Source: Federal Reserve Official Website

The speech noted that the emergence of AI is likely to be the latest example of what economist Joseph Schumpeter called “creative destruction” — “We seem to be entering the most significant job restructuring in generations. This transformation could create new opportunities but may also come with some costs.”

Economist Joseph Schumpeter coined the term “creative destruction” — each major innovation causes significant shocks to old technologies and production systems.

Cook stated that while it is still too early to determine whether the AI-driven transformation will be comprehensive, signs indicate that the shift has already begun: demand for labor in certain professions has declined, especially among programmers, as AI has made significant progress in this field.

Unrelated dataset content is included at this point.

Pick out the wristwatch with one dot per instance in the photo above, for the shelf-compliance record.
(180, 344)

She also mentioned that the unemployment rate among recent college graduates has risen in recent years, and some employers are using AI to perform tasks previously done by entry-level employees. “We are currently unclear about the specific evolution and strength of the labor market transformation.”

Earlier, some Federal Reserve officials also inevitably mentioned potential changes brought by AI in their speeches. They pointed out that the productivity boom driven by AI could push up the so-called “neutral interest rate.”

However, Cook also noted some factors that could lower the neutral rate. She acknowledged that “with strong demand driven by investment, the current neutral rate may be higher than pre-pandemic levels.”

“But as AI’s productivity dividends are more fully realized, or if labor market shifts lead to increased income inequality — with the wealthy gaining a larger share of income — all else being equal, this could actually lower the neutral interest rate.”

At the January policy meeting, the Federal Reserve kept the benchmark interest rate unchanged after three consecutive rate cuts, citing signs of stabilization in the labor market. According to futures market pricing, investors currently expect at least until mid-year before another rate cut.

Cook did not comment on the short-term monetary policy outlook in her speech, but she mentioned that the latest employment data released after the January meeting shows that labor market conditions are stabilizing.